The insureds operate a facility in Belvidere, Illinois to grow synthetic quartz crystals in eight pressurized vessels called “autoclaves.” (The crystals are for use in crystal frequency control devices and optical applications). In early 2007, after one of the autoclaves began leaking a pressurized caustic solution, an inspection revealed a large crack in five of the autoclave lids and that the other three autoclave lids had indications of potential cracks. A joint investigation revealed that all of the autoclaves were at risk of catastrophic failure and that the cracking was due to stress corrosion caused by design and material defects. While the investigation was pending the insureds elected to resume operations with the three of the autoclaves whose lids did not yet have confirmed cracks, despite warnings from both the insurer’s metallurgist and he design firm that there was a risk of serious injury or death should one of the autoclaves fail. The insurer warned that it would provide no coverage in the event of a loss or damage sustained as a result of returning the autoclaves to service in their current condition. Meanwhile, the insureds had already filed a lawsuit against the design firm. In July 2008 the insureds amended their complaint against the design firm to allege that the heat treatment and fabrication of the autoclaves were negligently performed, failed to comply with the implied warranties of merchantability or fitness for a particular purpose, and that the autoclave bodies and covers would require replacement. The insureds did not, however, replace the autoclaves.

The Policy went into effect on August 1, 2009, and on December 7, 2009, one of the autoclaves failed and exploded, causing significant damage to the facility and one fatality. The insurer filed a declaratory judgment action seeking a declaration that the Policy did not cover the insureds’ losses because the explosion was not the result of a fortuitous event (Count I). The insurer alternatively sought a declaration that, among other things, there was no coverage for the cost associated with replacing the components involved in the explosion because the explosion was caused by perils specifically excluded from coverage (Count II).

The insurer argued that the known loss doctrine precluded coverage because the insureds continued operations when they knew or should have known prior to the inception of the Policy period that the facilities were defective and susceptible to catastrophic failure. Granting the insureds’ motion to dismiss Count I, the court rejected the argument and noted that while the known loss doctrine excludes from coverage losses that ”exist or are so probable or imminent at the time the parties enter the insurance agreement that their occurrence is foreseeable to the parties,” (citing Zaragon Holdings, Inc. v.
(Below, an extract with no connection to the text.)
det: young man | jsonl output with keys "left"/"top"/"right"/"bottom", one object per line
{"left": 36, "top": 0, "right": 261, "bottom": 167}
Indian Harbor Ins. Co., No. 08 C 111, 2011 WL 1374980, at *4 (N.D. Ill. Apr. 12, 2011)), the insurer’s knowledge also is relevant to the application of the doctrine. As the court explained, if an insurer is equally aware of the potential liability from conduct alleged to be a known loss, it must expressly exclude that risk from coverage. (quoting Mo. Pac. R.R. Co. v. AM. Home Assurance Co., 286 Ill. App. 3d 305, 315-16 (1997).) The court agreed with the insureds, reasoning that the insurer was aware of the risk of an autoclave failing or exploding, went so far as to warn its insureds of that risk in the years prior to issuing the Policy, and contemplated a reservation of rights with respect to loss from any explosion, yet failed to include in the Policy any reservation or exclusion relating to the potential risk.

The court also rejected the insurer’s argument that the Policy excluded from coverage loss resulting from the explosion. Among other things, the insurer sought a declaration that the Policy’s exclusions for “cracking” and “corrosion” and/or “design,” “workmanship” and “material defects” applied, thereby excluding coverage. The insureds argued that the ensuing loss exception applied, under which, if an enumerated excluded loss (e.g., the cracking, corrosion, design, workmanship, material defects exclusions on which the insurer relied) “results in a ‘specified causes of loss’ [sic] … [the insurer] will pay for the loss or damage caused by that ‘specified causes [sic] of loss.’” The Policy defined “specified cause of loss” to include explosions. Characterizing the ensuing loss provision as an “an exception to the exceptions,” the court rejected the insurer’s argument that its holding “interpret[ed] an ensuing loss provision to create coverage where none exists.” Accordingly, the court granted the insureds’ motion for partial judgment on the pleadings.